For one of his songs, Deacon had the audience form a circle with two attendees in the center who were locked in what can be best described as a dance off with ADD. They would tag in unsuspecting audience members to battle it out, and the new duo would then go on to select new victims.
With everyone still in a circle, Deacon pulled in two people at random and instructed one half of the crowd to mimic the movements of one of the randomly selected audience members while the other half of the room mimicked the other’s. I don’t think I will ever forget the sight of half of the room worming on the floor while the other half was vigorously pelvic thrusting. And I’m not sure I want to.
Other hijinks included the formation of a snake around the room and an entire crowd running in a circle around the venue at top speed (which, surprisingly, didn’t result in any serious injuries) before running in slow motion to close out one of Deacon’s tracks. I particularly enjoyed the track that utilized his smartphone app, which projected flashing colors onto everyone’s phones in time to the music to make a frenetic, moving lightshow.
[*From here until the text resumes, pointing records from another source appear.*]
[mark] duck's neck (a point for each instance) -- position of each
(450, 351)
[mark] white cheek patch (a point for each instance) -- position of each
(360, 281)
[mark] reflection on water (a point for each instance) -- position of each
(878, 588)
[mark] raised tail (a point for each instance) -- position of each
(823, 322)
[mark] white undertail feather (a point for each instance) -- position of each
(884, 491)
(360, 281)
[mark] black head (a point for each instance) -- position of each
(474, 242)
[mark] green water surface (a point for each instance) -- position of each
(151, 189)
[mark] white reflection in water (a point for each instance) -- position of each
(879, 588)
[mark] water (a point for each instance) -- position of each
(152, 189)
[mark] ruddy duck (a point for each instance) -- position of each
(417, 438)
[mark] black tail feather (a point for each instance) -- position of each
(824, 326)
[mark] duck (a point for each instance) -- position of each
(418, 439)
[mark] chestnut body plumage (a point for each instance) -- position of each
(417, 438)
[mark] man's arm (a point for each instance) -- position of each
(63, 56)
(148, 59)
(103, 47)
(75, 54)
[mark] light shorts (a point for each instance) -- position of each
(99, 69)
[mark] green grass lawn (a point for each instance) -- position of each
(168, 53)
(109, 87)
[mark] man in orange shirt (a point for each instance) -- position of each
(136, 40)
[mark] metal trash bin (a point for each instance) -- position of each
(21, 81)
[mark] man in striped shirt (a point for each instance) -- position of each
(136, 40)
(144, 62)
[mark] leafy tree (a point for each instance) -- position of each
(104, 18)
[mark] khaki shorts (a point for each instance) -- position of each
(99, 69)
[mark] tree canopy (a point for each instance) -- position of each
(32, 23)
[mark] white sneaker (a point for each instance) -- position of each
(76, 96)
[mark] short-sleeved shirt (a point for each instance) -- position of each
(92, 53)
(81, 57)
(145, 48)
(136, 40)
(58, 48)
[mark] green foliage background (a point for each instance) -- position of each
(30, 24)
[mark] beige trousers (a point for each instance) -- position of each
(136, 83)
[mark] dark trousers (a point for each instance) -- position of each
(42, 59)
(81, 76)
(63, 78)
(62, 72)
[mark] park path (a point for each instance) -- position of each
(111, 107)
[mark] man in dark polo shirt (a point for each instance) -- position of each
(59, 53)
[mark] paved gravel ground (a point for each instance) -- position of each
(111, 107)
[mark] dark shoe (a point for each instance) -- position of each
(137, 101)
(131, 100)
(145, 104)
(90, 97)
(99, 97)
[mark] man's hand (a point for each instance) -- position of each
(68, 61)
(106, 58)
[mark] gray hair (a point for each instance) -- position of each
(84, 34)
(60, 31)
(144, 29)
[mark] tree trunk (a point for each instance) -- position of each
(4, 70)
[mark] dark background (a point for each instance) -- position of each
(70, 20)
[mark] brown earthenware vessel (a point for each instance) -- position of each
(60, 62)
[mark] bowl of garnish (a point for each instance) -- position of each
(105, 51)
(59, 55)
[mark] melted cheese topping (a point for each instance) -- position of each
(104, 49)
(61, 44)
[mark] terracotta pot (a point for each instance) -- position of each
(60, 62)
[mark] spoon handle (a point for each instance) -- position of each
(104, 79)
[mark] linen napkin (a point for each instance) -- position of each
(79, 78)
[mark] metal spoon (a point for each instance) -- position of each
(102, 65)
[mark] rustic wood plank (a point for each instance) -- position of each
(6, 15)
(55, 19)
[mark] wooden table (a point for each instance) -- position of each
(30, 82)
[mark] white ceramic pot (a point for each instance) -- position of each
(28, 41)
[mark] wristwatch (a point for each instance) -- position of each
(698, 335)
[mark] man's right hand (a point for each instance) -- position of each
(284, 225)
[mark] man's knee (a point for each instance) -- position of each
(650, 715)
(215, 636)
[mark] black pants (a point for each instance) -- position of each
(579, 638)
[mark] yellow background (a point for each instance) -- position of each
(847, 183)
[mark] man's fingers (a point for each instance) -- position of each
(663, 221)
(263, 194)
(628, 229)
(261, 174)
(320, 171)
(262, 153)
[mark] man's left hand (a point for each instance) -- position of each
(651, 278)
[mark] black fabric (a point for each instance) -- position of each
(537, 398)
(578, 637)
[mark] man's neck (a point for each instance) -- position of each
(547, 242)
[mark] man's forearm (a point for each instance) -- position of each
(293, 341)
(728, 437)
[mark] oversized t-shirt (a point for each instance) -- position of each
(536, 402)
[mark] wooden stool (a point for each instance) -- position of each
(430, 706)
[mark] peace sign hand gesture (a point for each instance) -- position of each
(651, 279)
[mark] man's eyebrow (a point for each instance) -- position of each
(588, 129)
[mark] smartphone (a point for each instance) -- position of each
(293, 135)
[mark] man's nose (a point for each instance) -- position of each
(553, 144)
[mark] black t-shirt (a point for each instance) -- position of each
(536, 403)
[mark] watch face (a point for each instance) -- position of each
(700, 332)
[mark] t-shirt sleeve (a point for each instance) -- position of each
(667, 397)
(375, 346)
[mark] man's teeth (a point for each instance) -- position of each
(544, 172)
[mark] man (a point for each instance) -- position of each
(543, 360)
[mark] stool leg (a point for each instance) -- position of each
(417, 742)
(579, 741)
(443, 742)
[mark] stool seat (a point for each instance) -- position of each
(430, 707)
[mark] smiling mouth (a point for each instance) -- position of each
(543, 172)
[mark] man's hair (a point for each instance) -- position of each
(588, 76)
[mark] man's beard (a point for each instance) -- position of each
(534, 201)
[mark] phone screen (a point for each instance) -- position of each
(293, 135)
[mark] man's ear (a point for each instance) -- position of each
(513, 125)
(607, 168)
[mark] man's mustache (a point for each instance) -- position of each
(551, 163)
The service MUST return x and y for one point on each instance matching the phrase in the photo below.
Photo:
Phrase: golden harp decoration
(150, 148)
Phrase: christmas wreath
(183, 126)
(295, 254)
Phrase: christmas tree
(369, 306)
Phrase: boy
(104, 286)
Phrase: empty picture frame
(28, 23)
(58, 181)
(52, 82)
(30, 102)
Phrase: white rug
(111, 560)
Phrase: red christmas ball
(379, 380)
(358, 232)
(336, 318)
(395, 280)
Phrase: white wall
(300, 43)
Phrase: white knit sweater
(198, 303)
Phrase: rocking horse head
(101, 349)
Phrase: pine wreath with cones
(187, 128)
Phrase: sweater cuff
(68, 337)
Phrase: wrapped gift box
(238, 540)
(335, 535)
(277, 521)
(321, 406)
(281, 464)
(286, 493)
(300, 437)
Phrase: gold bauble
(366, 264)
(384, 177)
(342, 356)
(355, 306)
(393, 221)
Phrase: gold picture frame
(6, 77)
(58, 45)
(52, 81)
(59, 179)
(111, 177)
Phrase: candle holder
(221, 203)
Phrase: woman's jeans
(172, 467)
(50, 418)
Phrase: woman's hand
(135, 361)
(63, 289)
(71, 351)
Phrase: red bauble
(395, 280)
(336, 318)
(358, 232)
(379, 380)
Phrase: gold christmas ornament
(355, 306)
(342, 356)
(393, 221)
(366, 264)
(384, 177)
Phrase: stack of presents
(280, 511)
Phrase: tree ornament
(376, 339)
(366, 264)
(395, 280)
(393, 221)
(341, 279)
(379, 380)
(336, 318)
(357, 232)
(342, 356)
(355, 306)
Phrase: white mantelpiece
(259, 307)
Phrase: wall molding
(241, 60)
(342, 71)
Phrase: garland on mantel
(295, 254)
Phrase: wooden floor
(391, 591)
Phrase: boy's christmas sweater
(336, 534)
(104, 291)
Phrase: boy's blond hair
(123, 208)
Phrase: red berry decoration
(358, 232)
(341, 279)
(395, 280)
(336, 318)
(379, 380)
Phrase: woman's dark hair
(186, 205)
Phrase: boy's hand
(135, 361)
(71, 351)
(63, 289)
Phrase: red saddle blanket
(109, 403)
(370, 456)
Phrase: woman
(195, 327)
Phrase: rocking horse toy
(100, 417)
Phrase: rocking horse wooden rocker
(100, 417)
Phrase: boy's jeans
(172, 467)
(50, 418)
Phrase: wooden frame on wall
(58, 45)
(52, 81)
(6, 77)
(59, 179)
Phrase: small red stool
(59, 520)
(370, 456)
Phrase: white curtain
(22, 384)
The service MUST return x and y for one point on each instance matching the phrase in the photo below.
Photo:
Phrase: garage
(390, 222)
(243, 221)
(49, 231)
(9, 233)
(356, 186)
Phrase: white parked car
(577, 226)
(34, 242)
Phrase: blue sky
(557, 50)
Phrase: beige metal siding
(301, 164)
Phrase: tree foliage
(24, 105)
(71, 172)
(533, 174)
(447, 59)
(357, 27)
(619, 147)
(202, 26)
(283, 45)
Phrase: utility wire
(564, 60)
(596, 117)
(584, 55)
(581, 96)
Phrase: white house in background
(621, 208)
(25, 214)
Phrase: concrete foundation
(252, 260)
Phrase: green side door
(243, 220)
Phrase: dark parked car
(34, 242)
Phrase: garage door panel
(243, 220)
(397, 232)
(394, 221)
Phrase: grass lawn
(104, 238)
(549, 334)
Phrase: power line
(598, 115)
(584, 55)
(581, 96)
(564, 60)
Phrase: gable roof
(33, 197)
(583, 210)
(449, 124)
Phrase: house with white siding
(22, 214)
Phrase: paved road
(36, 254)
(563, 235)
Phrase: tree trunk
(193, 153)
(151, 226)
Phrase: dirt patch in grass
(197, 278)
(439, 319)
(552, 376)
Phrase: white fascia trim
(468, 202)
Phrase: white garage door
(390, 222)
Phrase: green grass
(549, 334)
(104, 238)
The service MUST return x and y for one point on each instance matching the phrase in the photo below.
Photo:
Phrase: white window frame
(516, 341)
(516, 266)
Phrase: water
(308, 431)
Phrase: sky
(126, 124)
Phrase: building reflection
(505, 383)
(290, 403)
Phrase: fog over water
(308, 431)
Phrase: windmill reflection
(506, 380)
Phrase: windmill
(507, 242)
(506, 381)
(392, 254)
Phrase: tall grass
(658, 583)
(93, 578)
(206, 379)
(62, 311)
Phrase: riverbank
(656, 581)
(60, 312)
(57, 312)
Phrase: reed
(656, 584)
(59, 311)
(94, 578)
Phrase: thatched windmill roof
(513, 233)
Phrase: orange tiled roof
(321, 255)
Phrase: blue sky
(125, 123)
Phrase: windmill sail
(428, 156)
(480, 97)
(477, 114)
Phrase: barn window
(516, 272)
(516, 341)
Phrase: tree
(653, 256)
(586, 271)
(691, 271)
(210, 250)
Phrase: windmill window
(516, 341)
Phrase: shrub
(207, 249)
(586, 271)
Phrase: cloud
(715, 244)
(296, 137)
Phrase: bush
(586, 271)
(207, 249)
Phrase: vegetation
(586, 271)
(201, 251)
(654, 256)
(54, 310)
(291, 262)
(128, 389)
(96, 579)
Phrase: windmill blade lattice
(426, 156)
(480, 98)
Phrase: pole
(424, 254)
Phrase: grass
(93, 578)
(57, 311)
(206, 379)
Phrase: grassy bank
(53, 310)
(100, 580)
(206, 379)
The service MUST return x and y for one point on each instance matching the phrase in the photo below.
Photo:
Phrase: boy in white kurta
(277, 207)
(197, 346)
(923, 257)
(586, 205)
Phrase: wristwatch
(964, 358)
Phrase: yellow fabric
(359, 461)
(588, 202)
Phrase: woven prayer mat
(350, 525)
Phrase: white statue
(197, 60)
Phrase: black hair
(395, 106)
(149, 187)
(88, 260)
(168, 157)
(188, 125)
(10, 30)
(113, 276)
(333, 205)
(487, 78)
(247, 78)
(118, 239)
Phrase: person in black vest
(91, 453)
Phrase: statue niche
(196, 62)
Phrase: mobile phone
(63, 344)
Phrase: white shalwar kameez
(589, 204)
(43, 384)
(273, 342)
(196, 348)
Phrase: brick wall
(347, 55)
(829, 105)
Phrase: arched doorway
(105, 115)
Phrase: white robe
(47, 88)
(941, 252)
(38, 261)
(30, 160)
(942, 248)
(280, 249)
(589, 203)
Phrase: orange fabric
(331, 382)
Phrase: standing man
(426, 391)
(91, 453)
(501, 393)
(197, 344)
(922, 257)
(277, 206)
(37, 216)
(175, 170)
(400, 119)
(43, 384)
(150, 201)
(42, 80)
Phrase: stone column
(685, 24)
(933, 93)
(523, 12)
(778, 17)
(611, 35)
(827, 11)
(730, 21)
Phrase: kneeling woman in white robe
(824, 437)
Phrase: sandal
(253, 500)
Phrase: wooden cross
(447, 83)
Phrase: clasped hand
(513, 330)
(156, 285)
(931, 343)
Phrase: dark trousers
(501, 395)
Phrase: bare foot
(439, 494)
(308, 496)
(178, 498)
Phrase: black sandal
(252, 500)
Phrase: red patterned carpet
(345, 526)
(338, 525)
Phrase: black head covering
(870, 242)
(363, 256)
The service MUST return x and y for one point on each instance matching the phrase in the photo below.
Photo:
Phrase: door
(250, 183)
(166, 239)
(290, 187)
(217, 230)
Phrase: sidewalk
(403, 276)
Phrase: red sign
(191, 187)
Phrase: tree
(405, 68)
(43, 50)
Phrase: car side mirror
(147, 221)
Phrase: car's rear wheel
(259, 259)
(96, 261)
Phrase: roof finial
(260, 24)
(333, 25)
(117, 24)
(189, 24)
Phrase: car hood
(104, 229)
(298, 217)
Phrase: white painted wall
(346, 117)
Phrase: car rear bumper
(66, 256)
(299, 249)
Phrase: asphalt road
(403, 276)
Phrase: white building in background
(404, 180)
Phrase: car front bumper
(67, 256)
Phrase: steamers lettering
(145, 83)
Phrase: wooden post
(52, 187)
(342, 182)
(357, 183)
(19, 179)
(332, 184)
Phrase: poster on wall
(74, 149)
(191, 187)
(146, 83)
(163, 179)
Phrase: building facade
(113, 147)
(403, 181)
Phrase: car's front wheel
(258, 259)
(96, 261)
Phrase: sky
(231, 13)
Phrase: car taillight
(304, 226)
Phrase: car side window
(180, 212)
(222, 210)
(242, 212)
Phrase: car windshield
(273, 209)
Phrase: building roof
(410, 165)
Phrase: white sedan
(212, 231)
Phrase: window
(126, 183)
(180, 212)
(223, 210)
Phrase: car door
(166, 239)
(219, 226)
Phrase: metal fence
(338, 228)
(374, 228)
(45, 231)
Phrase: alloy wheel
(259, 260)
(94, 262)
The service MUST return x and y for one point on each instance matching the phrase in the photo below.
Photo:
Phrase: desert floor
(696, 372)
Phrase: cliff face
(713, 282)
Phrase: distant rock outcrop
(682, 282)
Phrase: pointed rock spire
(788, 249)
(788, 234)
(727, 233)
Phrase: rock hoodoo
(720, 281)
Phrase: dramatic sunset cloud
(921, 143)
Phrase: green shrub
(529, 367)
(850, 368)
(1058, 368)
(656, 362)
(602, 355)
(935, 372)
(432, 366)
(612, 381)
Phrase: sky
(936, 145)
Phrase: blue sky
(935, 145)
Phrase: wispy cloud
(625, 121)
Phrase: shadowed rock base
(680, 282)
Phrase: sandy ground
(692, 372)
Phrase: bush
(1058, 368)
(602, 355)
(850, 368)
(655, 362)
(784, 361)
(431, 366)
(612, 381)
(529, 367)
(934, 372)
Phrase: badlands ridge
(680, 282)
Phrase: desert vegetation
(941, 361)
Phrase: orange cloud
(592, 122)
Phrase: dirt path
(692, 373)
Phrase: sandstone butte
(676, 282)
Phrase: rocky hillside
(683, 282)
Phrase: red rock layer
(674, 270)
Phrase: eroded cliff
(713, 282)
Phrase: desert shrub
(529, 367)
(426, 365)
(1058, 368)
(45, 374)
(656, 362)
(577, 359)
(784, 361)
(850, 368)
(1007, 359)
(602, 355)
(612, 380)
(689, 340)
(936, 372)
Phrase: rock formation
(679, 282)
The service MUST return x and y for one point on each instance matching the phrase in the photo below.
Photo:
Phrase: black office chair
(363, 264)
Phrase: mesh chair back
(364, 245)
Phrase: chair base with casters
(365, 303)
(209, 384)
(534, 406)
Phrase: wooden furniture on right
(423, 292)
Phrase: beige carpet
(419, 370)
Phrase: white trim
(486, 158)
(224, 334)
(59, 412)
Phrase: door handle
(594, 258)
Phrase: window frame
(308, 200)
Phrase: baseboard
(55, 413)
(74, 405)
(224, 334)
Genre-wise, Deacon is hard to pin down. If I had to call it something, I would say it’s an exercise in experimental electronica with tinges of absurdity and positivity. He’s undoubtedly a gifted musician in his own right, but beyond that, he possesses a gift for working the crowd, lowering their inhibitions, and setting off an explosion of total outrageousness that the audience is more than happy to revel in obediently.
Final verdict: KXSC Fest 2013 was a blast.